Wednesday, June 6, 2012

June 6 – In Place

          This Royal Scepter was presented to Elizabeth simultaneously with the Sceptre of Equity and Mercy, a potent illustration that she was given to reign in the steadfastness of “Kingly power and justice,” so executed that she would never “forget mercy.”  

          Elizabeth was still seated in King Edward’s Chair, facing the altar, not the audience.  Not yet enthroned, she was in her rightful, royal place in the high-backed chair where centuries of Monarchs, her relatives of old and of late, had been seated.  At that point in the ceremony, even her husband, Duke of Edinburgh, could not see her face.  

The Swords and the Sceptres, the Orb and Armills, the Spurs and the Ring and the Glove had come to her one by one from the Altar of God.  Her head was still bare; she was wearing emblazoned gold on top of silk on top of linen over beaded and embroidered splendor, but very few saw the calm, resolute, certain, ready, God-fearing humility that those nearest her believed to have been apparent. 

Strength and resolve adorned her more majestically than her robes and regalia.
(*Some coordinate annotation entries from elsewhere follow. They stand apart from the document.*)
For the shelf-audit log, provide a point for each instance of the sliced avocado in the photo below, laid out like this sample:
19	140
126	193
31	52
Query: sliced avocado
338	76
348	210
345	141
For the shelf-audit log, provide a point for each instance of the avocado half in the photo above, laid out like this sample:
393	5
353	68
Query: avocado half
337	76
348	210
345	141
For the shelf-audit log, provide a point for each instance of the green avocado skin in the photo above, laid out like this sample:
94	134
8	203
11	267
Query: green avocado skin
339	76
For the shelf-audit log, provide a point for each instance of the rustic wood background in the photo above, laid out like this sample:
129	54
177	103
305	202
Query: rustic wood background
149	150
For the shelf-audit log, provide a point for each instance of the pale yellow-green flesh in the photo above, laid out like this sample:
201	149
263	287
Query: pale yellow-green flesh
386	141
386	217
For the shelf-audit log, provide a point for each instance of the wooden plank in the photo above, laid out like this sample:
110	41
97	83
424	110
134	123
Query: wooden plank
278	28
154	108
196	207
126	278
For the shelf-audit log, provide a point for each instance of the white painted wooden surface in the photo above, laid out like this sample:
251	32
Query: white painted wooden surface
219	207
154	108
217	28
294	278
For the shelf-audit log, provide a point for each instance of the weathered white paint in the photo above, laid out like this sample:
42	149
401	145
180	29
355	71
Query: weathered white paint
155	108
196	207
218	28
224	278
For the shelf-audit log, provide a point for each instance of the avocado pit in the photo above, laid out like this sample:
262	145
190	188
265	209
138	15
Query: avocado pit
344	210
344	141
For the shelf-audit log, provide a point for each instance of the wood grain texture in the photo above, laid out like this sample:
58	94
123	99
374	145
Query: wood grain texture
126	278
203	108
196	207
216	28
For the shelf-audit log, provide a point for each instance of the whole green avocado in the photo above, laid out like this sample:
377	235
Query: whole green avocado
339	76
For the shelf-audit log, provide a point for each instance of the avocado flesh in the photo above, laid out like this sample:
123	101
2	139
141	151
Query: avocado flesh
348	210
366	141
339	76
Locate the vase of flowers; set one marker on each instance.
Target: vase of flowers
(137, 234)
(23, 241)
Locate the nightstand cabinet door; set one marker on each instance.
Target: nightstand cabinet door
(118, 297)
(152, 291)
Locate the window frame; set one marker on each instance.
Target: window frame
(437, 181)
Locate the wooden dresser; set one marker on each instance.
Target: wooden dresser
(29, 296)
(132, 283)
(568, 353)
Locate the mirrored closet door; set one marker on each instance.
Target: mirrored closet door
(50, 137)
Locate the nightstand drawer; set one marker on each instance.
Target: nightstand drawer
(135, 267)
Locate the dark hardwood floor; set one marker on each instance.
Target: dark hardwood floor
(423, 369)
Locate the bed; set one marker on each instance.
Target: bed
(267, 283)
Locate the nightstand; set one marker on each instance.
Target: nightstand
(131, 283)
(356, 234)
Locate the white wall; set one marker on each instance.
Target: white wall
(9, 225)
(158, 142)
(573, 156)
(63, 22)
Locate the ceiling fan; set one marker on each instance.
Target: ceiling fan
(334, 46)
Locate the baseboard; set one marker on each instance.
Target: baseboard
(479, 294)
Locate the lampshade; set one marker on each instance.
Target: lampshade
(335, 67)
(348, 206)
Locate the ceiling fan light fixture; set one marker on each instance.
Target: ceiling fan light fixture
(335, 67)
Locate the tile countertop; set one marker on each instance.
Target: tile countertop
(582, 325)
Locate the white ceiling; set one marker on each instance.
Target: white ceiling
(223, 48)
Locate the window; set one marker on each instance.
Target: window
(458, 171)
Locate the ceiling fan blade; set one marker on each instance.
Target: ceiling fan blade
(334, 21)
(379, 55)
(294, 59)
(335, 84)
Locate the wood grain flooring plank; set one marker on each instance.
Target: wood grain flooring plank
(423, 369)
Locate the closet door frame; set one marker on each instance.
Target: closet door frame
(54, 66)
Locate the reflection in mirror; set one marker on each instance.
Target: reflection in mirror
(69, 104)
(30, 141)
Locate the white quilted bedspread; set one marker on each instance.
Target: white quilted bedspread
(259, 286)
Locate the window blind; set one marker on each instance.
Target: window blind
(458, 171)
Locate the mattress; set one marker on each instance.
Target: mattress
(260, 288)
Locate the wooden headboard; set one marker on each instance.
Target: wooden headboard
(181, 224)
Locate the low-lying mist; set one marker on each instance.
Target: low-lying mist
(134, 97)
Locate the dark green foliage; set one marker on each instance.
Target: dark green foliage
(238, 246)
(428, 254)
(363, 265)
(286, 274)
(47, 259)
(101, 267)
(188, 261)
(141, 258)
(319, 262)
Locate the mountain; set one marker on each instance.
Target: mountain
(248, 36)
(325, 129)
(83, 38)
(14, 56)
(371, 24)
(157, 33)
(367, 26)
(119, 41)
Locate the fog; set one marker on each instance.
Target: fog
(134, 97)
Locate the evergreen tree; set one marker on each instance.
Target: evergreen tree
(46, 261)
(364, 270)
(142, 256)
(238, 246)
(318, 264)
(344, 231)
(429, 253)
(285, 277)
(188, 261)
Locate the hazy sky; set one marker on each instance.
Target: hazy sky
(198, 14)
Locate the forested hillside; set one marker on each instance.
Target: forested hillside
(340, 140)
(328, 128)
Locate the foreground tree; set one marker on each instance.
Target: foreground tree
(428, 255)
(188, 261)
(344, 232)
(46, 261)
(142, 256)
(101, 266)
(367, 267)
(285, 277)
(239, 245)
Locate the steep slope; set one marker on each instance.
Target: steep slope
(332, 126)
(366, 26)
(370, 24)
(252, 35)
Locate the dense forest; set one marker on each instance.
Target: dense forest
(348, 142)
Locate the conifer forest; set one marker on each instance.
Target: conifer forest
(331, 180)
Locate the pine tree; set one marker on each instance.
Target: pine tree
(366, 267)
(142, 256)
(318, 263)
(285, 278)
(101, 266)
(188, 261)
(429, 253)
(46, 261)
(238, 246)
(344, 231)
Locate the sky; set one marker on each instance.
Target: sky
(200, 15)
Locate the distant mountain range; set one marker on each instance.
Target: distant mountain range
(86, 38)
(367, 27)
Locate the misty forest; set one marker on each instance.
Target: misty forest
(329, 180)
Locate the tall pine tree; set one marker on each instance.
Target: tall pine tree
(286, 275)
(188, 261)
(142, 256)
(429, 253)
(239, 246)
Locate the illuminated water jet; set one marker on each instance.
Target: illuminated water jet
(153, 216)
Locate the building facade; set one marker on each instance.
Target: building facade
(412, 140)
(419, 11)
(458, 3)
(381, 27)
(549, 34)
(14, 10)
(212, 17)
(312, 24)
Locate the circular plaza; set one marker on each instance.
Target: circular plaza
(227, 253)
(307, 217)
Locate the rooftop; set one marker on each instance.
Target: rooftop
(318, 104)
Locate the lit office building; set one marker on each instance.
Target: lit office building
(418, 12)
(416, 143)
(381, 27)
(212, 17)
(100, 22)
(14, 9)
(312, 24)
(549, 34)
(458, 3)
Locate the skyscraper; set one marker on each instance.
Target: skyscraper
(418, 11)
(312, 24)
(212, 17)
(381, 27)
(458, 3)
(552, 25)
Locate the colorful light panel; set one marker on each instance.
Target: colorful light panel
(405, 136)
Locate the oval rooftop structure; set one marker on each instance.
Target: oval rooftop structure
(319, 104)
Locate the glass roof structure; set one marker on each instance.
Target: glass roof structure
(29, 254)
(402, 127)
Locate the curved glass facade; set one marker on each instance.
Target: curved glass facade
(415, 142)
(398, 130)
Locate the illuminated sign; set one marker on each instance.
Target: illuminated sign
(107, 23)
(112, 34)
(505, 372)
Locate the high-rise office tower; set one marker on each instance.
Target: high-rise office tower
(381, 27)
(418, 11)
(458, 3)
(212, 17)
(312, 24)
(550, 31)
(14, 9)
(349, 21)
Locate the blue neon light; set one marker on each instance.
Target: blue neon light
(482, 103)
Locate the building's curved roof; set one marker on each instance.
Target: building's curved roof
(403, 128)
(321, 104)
She would fulfill her destiny by the grace and in the reverential fear of the Lord.  Clothed in majesty, seated in glorious purpose, having every right to be where she had been chosen to be, she was no usurper.  Hear these words, beloved of Cor Unum . . .
“Elect according to the foreknowledge of God the Father, through sanctification of the Spirit, unto obedience and sprinkling of the blood of Jesus Christ; grace unto you, and peace, be multiplied.

“Blessed be the God and Father of our Lord Jesus Christ, which according to his abundant mercy hath begotten us again into a lively hope by the resurrection of Jesus Christ from the dead, to an inheritance incorruptible, and undefiled, and that fadeth not away, reserved in heaven for you, who are kept by the power of God through faith unto salvation ready to be revealed in the last time.  (1 Peter 1:2-5)

One of the hallmarks of monasticism is its focus on Lectio Divina, as we have seen.  One of the hallmarks of this Divine Reading is that we become what we read, given the nature of the Living Word.  As Elizabeth knew the ins and outs of her constitutional position and of the ceremony that crowned her the constitutional monarch that she is, we ought to read the passage above more faithfully than we brush our teeth, for we, at the right hand of God in Christ Jesus, are not usurpers, either.